Infighting over control of family assets is far from uncommon no matter the value of the holdings. History is replete with examples of siblings, step-relatives, and other engaged in estate battles over property that has little to no value. Of course, that is not to say that the possibility a disagreement increases with the value of the property. Things can get especially sticky when things like family businesses, land holdings, and other tangible and valuable items are at issue. Many of these assets may have been within a family for decades (or generations) and fighting over control is quite predictable, especially when estate planning is inadequate.
For example, the Wealth Strategist Journal reported recently on the battled over control of supposedly the largest underground series of caves in the eastern United States–Luray Caverns. The caverns are incredibly popular, and it is reportedly the third most visited cave in the country. Considering its popularity, the location has grown into a significant business for the family which owns it. A Washington Post story notes how the cave has been open to the public for nearly 130 years. At $24 for a one-hour tour, the business of showing the cave is estimated to bring in about $30 million annually.
Unfortunately, control over the caverns is apparently is disarray as the family in charge seems perpetually mired in controversy.
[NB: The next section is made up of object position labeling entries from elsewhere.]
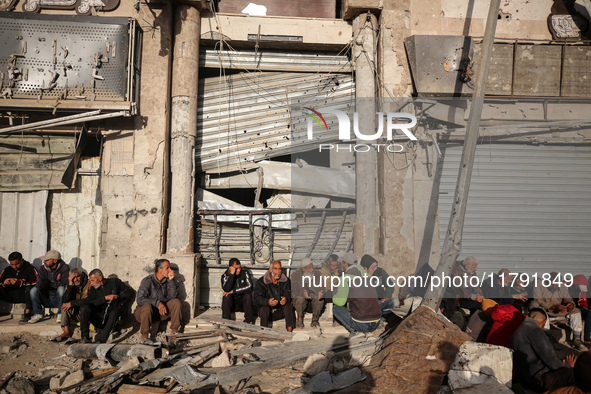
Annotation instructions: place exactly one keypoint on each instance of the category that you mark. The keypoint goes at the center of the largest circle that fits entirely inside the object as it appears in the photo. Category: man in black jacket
(16, 282)
(272, 294)
(534, 360)
(237, 287)
(157, 297)
(102, 307)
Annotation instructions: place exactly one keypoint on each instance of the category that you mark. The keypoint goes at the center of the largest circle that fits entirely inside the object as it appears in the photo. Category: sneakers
(24, 319)
(36, 319)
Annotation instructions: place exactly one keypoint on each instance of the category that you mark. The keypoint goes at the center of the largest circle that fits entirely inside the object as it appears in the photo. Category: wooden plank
(537, 70)
(277, 334)
(132, 389)
(576, 72)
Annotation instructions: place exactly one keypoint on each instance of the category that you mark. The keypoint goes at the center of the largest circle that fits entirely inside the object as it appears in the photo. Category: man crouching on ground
(157, 297)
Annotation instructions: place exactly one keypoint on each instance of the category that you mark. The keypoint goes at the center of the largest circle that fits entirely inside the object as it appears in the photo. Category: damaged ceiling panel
(445, 65)
(275, 61)
(37, 162)
(246, 118)
(302, 178)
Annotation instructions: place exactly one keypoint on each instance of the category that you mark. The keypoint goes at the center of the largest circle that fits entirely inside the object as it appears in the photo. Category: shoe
(24, 319)
(36, 319)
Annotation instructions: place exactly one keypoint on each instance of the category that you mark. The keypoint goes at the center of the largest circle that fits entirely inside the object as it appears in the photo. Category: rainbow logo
(316, 119)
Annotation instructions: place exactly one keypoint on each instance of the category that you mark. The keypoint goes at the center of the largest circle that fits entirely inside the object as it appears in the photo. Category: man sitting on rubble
(76, 292)
(362, 312)
(237, 288)
(557, 302)
(102, 307)
(48, 292)
(157, 297)
(307, 290)
(534, 360)
(16, 282)
(272, 294)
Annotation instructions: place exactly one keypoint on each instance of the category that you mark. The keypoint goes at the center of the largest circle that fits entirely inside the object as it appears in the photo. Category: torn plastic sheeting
(185, 375)
(290, 176)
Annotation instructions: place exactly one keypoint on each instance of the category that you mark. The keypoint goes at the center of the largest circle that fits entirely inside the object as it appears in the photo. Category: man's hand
(162, 308)
(570, 360)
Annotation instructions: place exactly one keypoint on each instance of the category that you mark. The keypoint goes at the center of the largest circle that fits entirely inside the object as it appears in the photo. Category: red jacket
(506, 320)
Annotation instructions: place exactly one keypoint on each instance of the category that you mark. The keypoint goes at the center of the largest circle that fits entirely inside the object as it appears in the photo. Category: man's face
(276, 270)
(16, 264)
(164, 269)
(51, 263)
(95, 282)
(77, 279)
(309, 268)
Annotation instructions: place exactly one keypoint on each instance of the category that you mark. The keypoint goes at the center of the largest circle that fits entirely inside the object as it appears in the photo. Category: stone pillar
(366, 231)
(183, 129)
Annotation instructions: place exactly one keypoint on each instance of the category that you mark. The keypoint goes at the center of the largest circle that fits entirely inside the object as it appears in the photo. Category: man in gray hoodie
(157, 298)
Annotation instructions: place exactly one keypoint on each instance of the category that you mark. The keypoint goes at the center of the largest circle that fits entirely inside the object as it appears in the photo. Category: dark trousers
(232, 301)
(17, 295)
(268, 315)
(103, 319)
(148, 312)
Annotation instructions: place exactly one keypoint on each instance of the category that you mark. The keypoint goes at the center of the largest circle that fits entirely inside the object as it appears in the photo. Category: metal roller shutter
(529, 208)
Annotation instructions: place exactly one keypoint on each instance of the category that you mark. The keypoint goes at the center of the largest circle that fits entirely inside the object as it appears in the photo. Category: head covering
(367, 261)
(306, 261)
(349, 258)
(52, 254)
(581, 371)
(487, 305)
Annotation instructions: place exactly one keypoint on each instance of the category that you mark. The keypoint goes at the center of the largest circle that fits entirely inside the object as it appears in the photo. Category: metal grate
(47, 44)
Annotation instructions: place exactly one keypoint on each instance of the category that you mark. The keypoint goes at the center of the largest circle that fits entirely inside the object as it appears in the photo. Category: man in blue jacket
(237, 288)
(49, 289)
(157, 298)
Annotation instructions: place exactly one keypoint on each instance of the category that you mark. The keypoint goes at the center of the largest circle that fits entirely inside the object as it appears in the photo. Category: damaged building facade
(137, 130)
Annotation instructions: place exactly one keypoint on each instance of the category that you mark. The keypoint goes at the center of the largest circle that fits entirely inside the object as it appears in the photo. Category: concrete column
(183, 128)
(366, 230)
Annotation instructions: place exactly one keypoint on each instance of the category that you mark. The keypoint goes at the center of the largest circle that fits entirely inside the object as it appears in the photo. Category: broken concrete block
(482, 368)
(223, 360)
(301, 336)
(56, 382)
(315, 364)
(73, 378)
(403, 363)
(125, 365)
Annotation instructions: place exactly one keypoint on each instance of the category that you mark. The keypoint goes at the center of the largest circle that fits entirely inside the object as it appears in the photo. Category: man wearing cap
(272, 294)
(53, 279)
(16, 282)
(237, 291)
(557, 302)
(356, 304)
(307, 288)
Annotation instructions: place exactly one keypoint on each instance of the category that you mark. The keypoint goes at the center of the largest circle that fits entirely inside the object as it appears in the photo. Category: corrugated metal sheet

The Post story explains how two of the family siblings recently sued two others in an attempt to disqualify them for participating in a family trust. In total, control of the caverns rests with six children bore of a family patriarch who died in 2010 at the age of 87.
The disputes are varied, including disagreements about managements of the operations and claims of unfair “golden parachute” retirement packages. On top of that, the parents had “no contest” clauses in their wills (added secretly late in life) which theoretically disinherit any beneficiary who challenges the terms of the will. That no contest clause is what has spurred the most recent litigation.
Many have pointed to the situation as a textbook example of how things can go awry quickly with largest families and complex assets. One observers explained, “Family businesses can be quite successful, he said, but the managing and intermingling of blood and commerce, insiders and outsiders, requires a deft hand, planning and enormous amounts of trust.”
As in this case, parents are often able to keep rivalry and infighting in check while still alive. But all of that often comes apart after a passing. Without incredibly clear, unambiguous, and open estate planning, sibling discord can explode when parents are gone.